New parents have these moments, too, when they realize life will never be the same again. Moments when they think, “Oh, crap. Buying that jog stroller seemed like such a great idea, but if I don’t get some sleep, I think I’m going to kill someone.”  

Love asks so much of us.  We need to take it one day at a time, opening our hearts—quite simply—to the work of this day, alone.  If we try to take in the all of it, we will be overwhelmed by the enormity of what love requires.  Our sense of inadequacy rises and we quail.  Let us not be swept away by the magnitude of what love requires.  If we are present to its demands, we will know love’s joy.  

Today we tell the story of a baby’s birth.  It’s an age-old story and it is our story.  Jesus comes into the world—into our human family—and asks, quite simply, that we love.  

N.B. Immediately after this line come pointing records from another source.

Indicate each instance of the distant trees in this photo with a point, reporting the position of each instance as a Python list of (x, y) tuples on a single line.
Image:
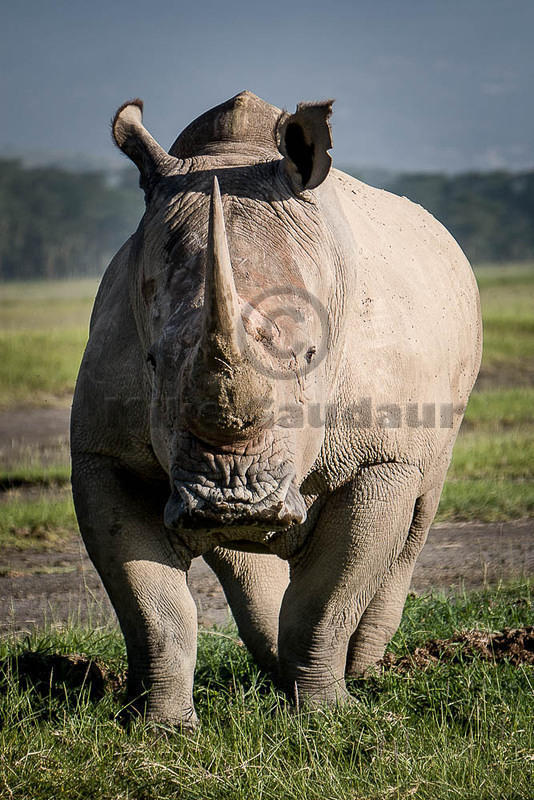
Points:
[(56, 223), (491, 214)]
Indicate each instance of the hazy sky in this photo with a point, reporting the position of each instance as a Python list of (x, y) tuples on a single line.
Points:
[(419, 84)]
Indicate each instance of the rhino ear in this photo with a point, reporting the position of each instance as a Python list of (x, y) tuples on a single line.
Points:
[(304, 139), (131, 136)]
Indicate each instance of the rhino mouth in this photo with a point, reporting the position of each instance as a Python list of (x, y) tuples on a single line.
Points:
[(251, 486)]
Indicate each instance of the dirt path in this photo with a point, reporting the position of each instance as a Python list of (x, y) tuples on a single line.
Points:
[(58, 586)]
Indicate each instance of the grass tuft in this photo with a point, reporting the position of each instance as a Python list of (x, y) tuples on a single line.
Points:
[(455, 729)]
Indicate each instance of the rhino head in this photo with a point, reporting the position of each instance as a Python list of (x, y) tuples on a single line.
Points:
[(231, 272)]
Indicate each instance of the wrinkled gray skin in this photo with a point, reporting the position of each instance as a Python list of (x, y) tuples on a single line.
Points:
[(209, 421)]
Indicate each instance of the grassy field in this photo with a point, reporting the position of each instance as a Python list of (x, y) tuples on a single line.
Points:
[(457, 729), (43, 328)]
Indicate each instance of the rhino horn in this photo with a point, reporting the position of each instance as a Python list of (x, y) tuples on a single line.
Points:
[(222, 327)]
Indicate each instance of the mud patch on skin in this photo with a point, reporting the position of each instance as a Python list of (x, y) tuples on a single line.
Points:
[(52, 673), (513, 645)]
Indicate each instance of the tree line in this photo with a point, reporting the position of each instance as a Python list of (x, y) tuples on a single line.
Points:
[(56, 223)]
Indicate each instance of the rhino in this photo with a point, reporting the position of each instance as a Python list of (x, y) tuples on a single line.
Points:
[(277, 367)]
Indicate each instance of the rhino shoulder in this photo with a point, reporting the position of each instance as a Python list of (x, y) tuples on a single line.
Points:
[(111, 401)]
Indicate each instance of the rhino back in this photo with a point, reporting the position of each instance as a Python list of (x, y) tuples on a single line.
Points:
[(412, 336)]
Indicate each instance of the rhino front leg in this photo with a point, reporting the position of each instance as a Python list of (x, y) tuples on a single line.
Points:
[(254, 585), (383, 614), (357, 539), (120, 521)]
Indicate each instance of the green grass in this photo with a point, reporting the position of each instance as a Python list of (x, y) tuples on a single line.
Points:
[(507, 310), (41, 522), (43, 331), (500, 410), (43, 328), (36, 366), (455, 730)]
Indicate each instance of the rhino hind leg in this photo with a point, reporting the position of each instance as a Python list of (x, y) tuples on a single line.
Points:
[(382, 616), (120, 521), (358, 537), (254, 585)]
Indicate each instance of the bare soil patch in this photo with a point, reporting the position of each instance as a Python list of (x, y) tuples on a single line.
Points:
[(515, 645), (61, 584), (57, 587)]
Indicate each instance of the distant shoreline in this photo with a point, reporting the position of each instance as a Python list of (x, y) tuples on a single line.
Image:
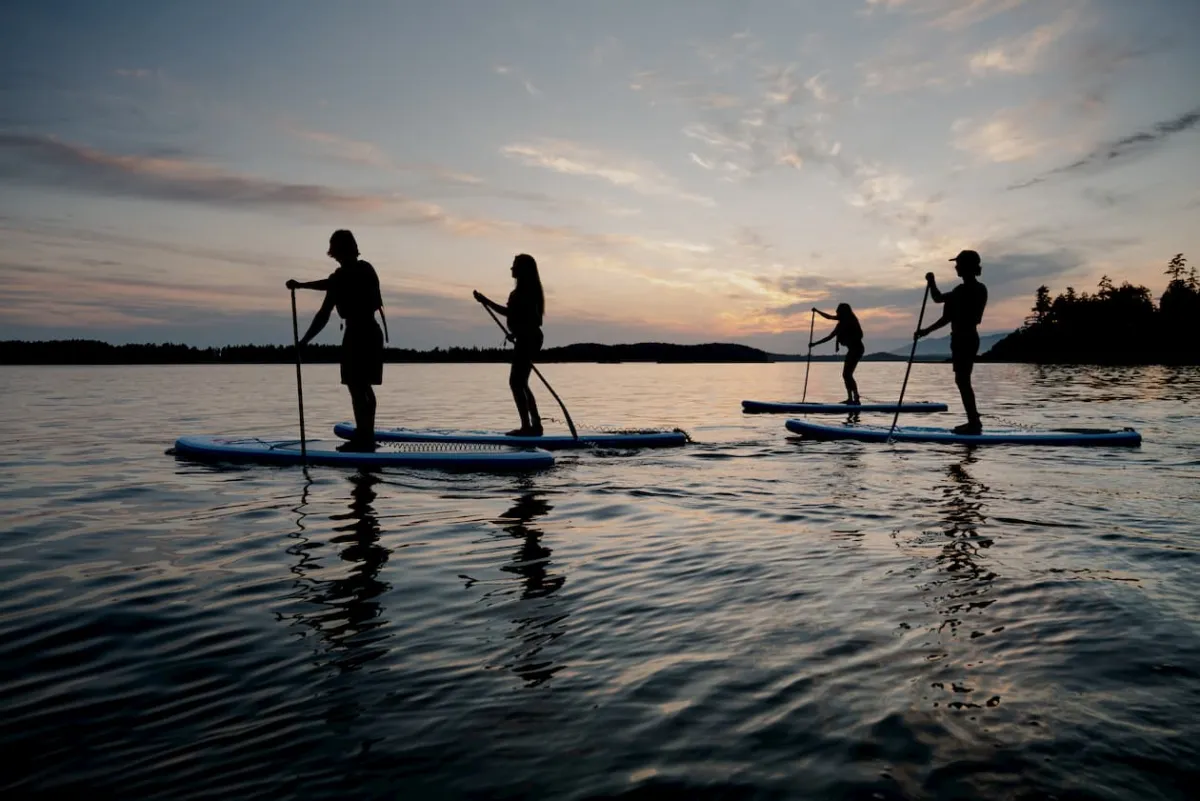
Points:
[(96, 353), (93, 351)]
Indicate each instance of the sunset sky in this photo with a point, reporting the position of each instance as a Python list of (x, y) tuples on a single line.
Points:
[(682, 169)]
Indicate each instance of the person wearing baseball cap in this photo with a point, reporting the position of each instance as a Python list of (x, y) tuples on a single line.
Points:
[(963, 313)]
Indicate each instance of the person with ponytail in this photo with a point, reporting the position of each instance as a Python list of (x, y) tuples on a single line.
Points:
[(353, 289), (850, 336), (525, 311)]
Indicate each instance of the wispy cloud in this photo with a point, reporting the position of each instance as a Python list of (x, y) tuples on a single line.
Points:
[(1002, 138), (517, 74), (1024, 54), (1122, 150), (343, 148), (571, 158), (52, 162), (948, 14)]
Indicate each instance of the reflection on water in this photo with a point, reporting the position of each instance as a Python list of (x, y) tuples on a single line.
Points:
[(961, 556), (346, 609), (539, 622), (741, 618)]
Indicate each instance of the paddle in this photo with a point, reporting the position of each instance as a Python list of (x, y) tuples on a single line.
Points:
[(295, 341), (921, 318), (561, 404), (813, 319)]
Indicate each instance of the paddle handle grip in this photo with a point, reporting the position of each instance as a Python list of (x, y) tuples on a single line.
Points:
[(904, 386), (295, 342)]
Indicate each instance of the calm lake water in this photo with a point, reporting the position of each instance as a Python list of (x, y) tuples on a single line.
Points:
[(749, 616)]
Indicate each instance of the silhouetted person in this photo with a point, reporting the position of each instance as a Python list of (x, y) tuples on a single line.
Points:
[(964, 313), (527, 303), (353, 289), (850, 336)]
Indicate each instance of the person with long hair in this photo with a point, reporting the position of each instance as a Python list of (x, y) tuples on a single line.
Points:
[(525, 311), (353, 289), (964, 313), (850, 335)]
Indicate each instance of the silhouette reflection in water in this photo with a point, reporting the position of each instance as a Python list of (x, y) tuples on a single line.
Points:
[(347, 612), (539, 621), (963, 577)]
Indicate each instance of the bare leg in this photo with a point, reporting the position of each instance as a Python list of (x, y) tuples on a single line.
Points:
[(967, 392), (847, 377), (963, 378), (534, 417), (519, 381), (369, 408)]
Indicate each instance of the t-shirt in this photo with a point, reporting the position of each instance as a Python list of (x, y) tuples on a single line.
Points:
[(849, 332), (355, 291), (523, 313), (965, 305)]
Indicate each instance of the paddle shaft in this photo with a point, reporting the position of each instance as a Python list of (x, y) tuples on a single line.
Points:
[(813, 319), (561, 404), (921, 318), (295, 341)]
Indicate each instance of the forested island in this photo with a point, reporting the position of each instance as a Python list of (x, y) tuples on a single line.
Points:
[(1117, 325), (93, 351)]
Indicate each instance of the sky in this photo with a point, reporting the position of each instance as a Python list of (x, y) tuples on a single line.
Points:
[(683, 170)]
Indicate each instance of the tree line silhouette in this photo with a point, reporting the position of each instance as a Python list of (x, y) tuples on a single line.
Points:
[(94, 351), (1117, 325)]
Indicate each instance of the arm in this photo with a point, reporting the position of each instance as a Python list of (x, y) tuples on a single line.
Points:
[(319, 320), (939, 297), (925, 332), (322, 285), (486, 301)]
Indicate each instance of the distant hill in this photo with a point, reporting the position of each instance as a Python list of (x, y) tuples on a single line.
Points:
[(655, 351), (1117, 325), (93, 351)]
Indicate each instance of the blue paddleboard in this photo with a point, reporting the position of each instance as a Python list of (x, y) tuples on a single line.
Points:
[(547, 441), (767, 407), (402, 455), (989, 435)]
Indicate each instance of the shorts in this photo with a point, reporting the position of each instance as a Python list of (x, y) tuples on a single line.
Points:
[(964, 350), (363, 354), (527, 347)]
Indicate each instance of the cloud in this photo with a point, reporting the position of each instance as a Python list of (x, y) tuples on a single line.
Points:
[(1023, 54), (947, 14), (51, 162), (1122, 150), (345, 149), (519, 76), (1003, 138), (571, 158)]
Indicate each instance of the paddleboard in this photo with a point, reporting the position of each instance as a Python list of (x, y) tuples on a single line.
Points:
[(767, 407), (400, 455), (989, 435), (546, 441)]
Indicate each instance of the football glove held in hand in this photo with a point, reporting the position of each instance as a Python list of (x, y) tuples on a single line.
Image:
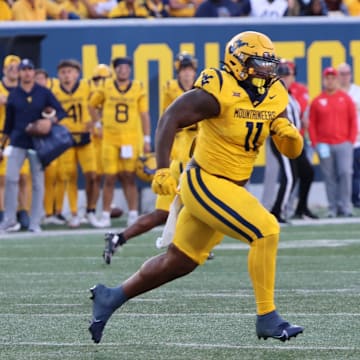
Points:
[(283, 127), (163, 182)]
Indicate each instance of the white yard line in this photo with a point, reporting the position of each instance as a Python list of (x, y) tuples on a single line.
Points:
[(288, 347), (192, 314), (89, 231)]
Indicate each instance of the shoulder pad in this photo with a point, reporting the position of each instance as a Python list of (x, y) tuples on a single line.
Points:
[(211, 80)]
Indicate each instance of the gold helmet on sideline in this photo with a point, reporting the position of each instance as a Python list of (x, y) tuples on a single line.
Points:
[(251, 53), (146, 167), (102, 71), (185, 59)]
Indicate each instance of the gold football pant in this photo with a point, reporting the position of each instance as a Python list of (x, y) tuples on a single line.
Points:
[(214, 207)]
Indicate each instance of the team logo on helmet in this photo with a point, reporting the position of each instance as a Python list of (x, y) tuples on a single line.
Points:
[(251, 53)]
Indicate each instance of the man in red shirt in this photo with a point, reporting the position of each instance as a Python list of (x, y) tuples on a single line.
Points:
[(332, 131)]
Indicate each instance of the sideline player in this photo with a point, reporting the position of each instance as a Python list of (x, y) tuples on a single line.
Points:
[(73, 94), (125, 116), (237, 108), (185, 66)]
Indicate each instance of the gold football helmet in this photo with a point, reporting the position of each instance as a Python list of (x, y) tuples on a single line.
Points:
[(185, 59), (251, 53), (102, 71)]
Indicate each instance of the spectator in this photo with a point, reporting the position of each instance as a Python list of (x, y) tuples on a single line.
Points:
[(333, 131), (103, 7), (25, 105), (346, 84), (82, 9), (128, 9), (218, 8), (37, 10), (353, 7), (313, 8), (156, 8), (183, 8), (336, 8), (268, 8), (5, 11)]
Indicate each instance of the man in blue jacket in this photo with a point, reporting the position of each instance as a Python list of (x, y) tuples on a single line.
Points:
[(25, 105)]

And that we keep on loving.  That we open ourselves again and again to love. Even when we are exhausted, discouraged, sad, or afraid.  Despite the risks of love.  In spite of the heartbreak it will surely bring.  Even when feel inadequate to the enormity of the world’s need.  Even in a time and place when violence and evil are so commonplace that small kindnesses seem insignificant.  Jesus asks us to love.  

The work of Advent preparation is to come with curiosity and anticipation; to suspend cynicism and despair; to trust that we will learn and grow; that in relationship, we will find the grace. And to simply be open to love.  

The good news of Christmas is that a child is born. Love comes to us, is conceived in us!  And love will have its way.  Thanks be to God!